The Office of the Comptroller of the Currency has made it tougher for states to cap interest rates charged by interstate branches.

In an interpretive letter issued Tuesday, the agency said national banks must adhere only to those interest rate restrictions imposed by the state where they are headquartered, provided the bank makes at least some key lending decisions in that state. They do not have to abide by interest rate caps imposed by other states where they have branches.

"This is a huge development," said Alan S. Kaplinsky, a partner at the Philadelphia law firm Ballard, Spahr, Andrews & Ingersoll, who asked for the ruling on behalf of Huntington National Bank. "Banks have been embarking on interstate branching under a cloud."

Since the advent of interstate branching in 1994, banks have wrestled with whether branches are subject to interest rate restrictions imposed by the state where the branch is located or where the company is headquartered, he said.

His Columbus, Ohio-based client has branches in Kentucky, Florida, Indiana, Michigan, and West Virginia.

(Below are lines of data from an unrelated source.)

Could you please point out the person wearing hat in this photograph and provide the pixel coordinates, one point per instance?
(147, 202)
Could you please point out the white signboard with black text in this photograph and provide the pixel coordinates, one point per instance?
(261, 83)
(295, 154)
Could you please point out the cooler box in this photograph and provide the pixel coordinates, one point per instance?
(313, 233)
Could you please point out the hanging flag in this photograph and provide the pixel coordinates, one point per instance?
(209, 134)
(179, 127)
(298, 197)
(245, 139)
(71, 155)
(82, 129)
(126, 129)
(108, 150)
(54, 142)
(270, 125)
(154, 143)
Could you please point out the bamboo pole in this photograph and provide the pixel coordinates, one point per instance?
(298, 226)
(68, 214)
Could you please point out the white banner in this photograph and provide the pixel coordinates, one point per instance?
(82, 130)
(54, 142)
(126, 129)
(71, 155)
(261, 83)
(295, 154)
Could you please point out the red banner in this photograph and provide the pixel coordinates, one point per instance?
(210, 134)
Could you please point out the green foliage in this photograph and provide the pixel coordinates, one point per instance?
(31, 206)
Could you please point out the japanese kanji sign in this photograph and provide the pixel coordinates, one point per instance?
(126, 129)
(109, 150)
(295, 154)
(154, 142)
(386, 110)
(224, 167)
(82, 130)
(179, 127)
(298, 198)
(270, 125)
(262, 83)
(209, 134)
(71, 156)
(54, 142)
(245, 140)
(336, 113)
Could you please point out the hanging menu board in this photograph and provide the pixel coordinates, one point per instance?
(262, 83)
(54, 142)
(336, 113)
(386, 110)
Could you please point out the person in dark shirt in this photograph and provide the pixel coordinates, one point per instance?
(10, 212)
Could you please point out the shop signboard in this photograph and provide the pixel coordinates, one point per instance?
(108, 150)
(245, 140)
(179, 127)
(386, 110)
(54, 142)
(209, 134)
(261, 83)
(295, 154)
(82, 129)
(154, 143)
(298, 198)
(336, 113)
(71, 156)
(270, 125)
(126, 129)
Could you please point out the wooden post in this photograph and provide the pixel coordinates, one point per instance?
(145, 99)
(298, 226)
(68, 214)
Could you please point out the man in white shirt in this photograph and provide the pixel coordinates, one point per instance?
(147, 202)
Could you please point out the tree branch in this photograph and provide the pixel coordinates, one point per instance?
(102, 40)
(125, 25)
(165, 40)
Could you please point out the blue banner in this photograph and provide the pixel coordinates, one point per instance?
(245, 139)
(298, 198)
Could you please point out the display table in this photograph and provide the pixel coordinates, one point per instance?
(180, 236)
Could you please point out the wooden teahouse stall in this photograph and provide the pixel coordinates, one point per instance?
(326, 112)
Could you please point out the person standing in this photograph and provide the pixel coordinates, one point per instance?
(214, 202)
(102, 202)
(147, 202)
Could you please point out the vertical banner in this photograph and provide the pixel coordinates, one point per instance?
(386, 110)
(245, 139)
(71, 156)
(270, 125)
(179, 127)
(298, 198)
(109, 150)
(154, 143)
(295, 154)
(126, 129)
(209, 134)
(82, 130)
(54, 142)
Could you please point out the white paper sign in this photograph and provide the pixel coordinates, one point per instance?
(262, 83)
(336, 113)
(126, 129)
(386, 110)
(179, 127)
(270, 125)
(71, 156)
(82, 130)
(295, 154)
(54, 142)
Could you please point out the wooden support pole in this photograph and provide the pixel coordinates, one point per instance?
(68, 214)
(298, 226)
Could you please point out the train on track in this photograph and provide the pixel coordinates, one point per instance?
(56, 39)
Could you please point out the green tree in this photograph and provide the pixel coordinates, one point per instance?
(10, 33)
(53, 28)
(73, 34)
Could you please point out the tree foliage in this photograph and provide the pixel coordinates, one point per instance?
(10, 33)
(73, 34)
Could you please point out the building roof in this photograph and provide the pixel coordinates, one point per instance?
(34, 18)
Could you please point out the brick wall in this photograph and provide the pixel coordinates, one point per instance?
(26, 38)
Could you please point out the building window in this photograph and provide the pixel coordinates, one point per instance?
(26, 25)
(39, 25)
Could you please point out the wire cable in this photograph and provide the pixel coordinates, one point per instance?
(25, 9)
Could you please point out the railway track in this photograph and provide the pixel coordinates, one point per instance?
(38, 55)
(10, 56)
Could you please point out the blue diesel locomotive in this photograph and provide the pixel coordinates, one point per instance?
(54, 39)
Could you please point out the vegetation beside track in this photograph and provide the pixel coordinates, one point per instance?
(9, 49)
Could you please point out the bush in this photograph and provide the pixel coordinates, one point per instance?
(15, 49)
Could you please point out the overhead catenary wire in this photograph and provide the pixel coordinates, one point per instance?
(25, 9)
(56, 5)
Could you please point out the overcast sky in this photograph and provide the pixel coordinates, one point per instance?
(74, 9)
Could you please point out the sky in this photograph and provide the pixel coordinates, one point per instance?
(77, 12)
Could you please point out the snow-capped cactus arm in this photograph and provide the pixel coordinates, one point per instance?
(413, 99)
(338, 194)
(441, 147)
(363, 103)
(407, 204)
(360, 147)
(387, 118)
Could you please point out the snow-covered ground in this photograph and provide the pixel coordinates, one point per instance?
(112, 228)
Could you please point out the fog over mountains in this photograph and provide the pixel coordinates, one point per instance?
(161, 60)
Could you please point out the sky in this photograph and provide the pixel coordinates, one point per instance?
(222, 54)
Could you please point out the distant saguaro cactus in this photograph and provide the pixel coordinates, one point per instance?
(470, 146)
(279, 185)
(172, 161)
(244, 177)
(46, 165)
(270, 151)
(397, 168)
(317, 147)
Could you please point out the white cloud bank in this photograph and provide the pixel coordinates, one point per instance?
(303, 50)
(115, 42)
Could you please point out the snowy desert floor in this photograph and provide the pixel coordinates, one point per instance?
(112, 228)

In its letter, the agency said at least one of three key lending activities must be based in the bank's home state. Those activities are approval of credit, notification of approval, and disbursal of funds.

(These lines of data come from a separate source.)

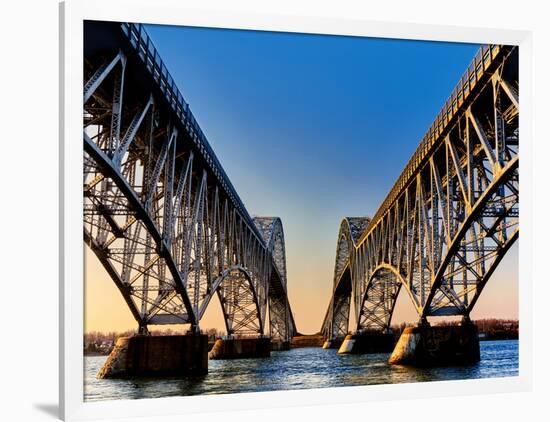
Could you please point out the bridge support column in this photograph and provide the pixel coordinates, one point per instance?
(425, 345)
(334, 343)
(241, 348)
(367, 342)
(157, 356)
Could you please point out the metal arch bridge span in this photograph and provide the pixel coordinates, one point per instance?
(160, 213)
(451, 216)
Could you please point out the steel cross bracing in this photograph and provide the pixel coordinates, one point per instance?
(450, 217)
(159, 212)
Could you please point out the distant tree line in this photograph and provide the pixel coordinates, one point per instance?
(102, 343)
(489, 328)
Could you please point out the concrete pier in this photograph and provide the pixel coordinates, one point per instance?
(279, 346)
(241, 348)
(307, 340)
(437, 346)
(333, 343)
(144, 356)
(367, 342)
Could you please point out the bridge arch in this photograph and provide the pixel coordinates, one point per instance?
(453, 213)
(159, 211)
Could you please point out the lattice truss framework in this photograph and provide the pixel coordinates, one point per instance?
(159, 216)
(451, 216)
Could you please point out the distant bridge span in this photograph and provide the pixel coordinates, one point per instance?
(160, 213)
(451, 216)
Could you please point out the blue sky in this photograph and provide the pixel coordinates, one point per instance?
(310, 128)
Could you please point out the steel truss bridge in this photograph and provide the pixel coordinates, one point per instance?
(160, 213)
(451, 216)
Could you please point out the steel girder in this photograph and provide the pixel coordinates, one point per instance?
(452, 214)
(159, 211)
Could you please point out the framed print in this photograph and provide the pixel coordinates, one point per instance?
(267, 206)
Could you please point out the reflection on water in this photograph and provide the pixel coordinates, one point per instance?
(297, 369)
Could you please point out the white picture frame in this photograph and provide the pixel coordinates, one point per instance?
(72, 15)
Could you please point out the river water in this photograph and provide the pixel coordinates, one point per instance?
(297, 369)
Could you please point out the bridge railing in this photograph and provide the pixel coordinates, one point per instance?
(142, 43)
(481, 62)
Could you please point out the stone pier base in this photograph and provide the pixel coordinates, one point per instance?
(241, 348)
(279, 346)
(150, 356)
(333, 343)
(437, 346)
(370, 342)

"We wanted to fill in another piece of the puzzle for banks with multistate operations," said Julie L. Williams, the OCC's general counsel. "Generally we will look to a home state's interest rate law unless you have all of the three key activities in the host state."

David Roderer, an attorney with Goodwin, Procter & Hoar, said the decision should be a boon to banks. "National banks are now free to structure their lending operations to take advantage of either a home state's or a host state's usury ceiling," he said.

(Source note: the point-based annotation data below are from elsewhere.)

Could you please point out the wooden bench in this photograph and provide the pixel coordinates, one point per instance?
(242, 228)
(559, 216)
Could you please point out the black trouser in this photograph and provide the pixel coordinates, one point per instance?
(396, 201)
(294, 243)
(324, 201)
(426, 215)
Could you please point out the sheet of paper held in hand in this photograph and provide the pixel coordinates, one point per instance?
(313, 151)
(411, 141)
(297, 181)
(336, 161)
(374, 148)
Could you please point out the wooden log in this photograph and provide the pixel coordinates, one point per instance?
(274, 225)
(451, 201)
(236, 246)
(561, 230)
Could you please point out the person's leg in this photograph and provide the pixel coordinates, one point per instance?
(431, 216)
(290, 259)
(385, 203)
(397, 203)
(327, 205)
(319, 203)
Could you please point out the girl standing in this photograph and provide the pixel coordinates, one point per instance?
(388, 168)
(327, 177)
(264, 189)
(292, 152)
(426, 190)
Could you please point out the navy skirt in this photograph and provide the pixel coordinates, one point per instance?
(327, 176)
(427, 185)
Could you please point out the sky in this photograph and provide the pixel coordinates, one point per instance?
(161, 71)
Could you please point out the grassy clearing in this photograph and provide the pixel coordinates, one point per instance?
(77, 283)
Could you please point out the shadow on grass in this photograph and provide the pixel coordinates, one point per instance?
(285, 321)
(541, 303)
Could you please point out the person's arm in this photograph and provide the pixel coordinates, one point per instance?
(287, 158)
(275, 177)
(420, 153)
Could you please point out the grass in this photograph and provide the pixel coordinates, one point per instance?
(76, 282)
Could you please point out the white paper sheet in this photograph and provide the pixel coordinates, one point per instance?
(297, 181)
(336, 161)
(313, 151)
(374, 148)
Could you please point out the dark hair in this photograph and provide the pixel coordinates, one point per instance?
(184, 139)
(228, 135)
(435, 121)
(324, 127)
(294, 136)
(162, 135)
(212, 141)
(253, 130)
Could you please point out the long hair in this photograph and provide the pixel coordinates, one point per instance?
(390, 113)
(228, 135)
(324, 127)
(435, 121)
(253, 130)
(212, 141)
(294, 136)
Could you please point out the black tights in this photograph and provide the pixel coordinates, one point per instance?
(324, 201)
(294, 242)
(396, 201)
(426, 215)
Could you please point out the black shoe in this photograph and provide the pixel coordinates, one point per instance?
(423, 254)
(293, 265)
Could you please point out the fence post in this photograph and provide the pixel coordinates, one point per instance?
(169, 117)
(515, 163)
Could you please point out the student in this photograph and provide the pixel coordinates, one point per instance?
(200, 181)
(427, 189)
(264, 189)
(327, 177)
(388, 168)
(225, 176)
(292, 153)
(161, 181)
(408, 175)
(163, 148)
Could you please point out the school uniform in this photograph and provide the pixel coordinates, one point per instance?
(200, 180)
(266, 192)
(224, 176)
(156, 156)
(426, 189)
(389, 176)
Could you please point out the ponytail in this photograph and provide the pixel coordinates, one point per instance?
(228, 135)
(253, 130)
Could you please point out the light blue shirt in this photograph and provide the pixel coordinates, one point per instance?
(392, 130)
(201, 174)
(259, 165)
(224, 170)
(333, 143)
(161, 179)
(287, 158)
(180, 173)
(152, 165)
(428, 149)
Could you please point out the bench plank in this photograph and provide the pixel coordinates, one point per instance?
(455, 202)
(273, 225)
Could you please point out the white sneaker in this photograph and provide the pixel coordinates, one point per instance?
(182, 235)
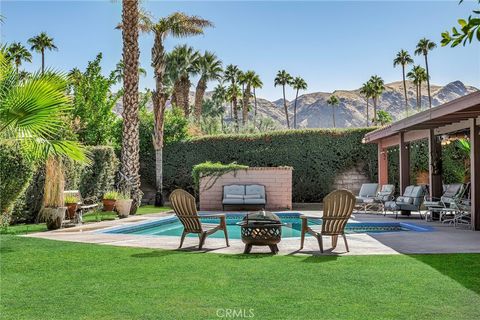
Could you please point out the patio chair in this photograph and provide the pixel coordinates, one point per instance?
(411, 200)
(438, 205)
(337, 209)
(367, 192)
(185, 208)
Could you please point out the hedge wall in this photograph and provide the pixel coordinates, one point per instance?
(316, 156)
(92, 181)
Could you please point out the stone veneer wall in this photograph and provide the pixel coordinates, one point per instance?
(351, 179)
(277, 182)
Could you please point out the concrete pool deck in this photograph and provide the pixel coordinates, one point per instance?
(443, 239)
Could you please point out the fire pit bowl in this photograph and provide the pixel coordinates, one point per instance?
(261, 228)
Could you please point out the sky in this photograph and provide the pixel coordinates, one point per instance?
(332, 45)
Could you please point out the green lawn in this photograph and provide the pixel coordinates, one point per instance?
(43, 279)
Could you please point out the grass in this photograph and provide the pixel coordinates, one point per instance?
(44, 279)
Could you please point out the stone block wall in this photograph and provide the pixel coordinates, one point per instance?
(277, 182)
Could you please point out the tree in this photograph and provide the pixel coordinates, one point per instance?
(178, 25)
(367, 91)
(17, 53)
(378, 87)
(403, 59)
(418, 75)
(209, 67)
(33, 111)
(283, 79)
(256, 84)
(423, 47)
(182, 62)
(333, 101)
(469, 29)
(93, 103)
(384, 117)
(232, 74)
(40, 43)
(298, 84)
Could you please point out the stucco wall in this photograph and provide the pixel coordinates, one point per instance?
(277, 182)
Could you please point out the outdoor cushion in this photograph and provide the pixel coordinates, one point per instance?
(234, 196)
(254, 201)
(252, 196)
(234, 189)
(255, 189)
(232, 201)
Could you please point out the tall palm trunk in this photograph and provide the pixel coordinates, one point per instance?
(405, 89)
(246, 100)
(295, 111)
(199, 94)
(130, 159)
(367, 112)
(428, 83)
(255, 112)
(43, 60)
(285, 107)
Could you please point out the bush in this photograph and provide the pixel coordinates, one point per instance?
(15, 173)
(316, 155)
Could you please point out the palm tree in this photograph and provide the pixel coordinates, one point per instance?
(209, 67)
(178, 25)
(423, 47)
(40, 43)
(18, 53)
(378, 87)
(367, 91)
(183, 60)
(333, 101)
(298, 84)
(418, 75)
(256, 84)
(403, 58)
(32, 112)
(232, 74)
(283, 78)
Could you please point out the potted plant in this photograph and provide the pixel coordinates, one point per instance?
(109, 200)
(123, 205)
(53, 210)
(72, 204)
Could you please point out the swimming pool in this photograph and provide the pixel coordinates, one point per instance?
(171, 226)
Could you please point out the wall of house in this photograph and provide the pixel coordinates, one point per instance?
(277, 182)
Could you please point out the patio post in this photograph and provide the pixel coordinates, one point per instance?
(435, 165)
(475, 172)
(404, 163)
(382, 165)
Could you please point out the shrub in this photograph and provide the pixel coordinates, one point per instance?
(316, 155)
(15, 173)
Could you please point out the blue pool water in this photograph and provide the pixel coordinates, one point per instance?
(171, 226)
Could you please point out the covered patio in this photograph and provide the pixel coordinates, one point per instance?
(460, 116)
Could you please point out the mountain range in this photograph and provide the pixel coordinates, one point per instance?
(314, 112)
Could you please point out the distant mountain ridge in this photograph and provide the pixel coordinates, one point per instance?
(314, 112)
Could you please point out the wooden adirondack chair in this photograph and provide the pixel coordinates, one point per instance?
(337, 209)
(185, 208)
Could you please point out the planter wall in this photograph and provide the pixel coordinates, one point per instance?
(277, 182)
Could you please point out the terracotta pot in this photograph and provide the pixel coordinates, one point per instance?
(71, 209)
(108, 204)
(123, 207)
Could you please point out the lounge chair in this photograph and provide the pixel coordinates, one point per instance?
(337, 209)
(185, 208)
(367, 192)
(411, 200)
(437, 206)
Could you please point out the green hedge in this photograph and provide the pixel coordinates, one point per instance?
(92, 181)
(15, 173)
(316, 156)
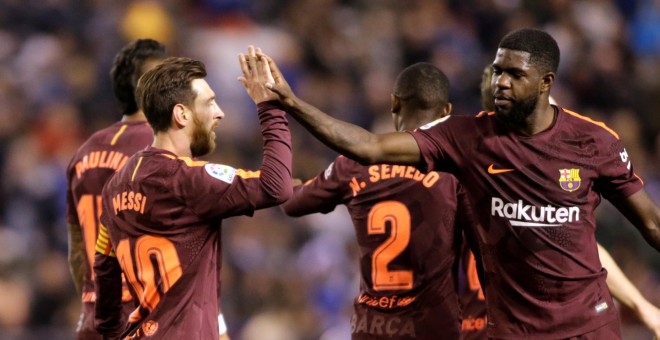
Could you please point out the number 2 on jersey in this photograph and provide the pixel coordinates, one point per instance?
(398, 217)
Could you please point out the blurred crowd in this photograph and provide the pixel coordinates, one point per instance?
(287, 278)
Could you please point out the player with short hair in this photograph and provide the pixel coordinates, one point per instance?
(408, 225)
(164, 208)
(473, 302)
(105, 152)
(534, 173)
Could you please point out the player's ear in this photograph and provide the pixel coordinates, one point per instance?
(396, 103)
(546, 82)
(181, 115)
(446, 110)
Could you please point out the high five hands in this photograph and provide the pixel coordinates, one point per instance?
(256, 75)
(260, 73)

But state banking officials complained the OCC made it too easy to get around interest rate restrictions.

"We are very concerned about preserving authority of host state consumer regulators," said Charles W. Phillips, director of the Indiana Department of Financial Institutions.

A host state's interest rate rules should apply any time a branch disburses cash to customers, Mr. Phillips said.

But Ms. Williams said Congress clearly provided broad authority for multistate banks to rely on the interest rules of their home states when it passed the Riegle-Neal Interstate Banking and Branching Efficiency Act of 1994. "The mere presence of a host state branch does not defeat the ability of a national bank to apply its home state's rates," she wrote in her letter.

Ms. Williams also laid out criteria for determining if the key lending decisions are made in the home state.

Loan approvals are considered located in the home state if the person responsible for making the final judgment is based in the bank's headquarters or uses a credit-scoring model developed in the bank's home state.

Notification of approval is a home state function if conducted by an official at the headquarters. A loan closing conducted at the branch after notification would not prevent a bank from using home state rates. "Congress explicitly provided that the closing of loans, as long as that did not implicate approval or disbursal, was to be considered a ministerial function," Ms. Williams said.

Finally, disbursal of funds would be considered a home state function unless it was made to the customer in person or credited to an account at the branch. Loans disbursed to escrow or title agents would be considered home state activities.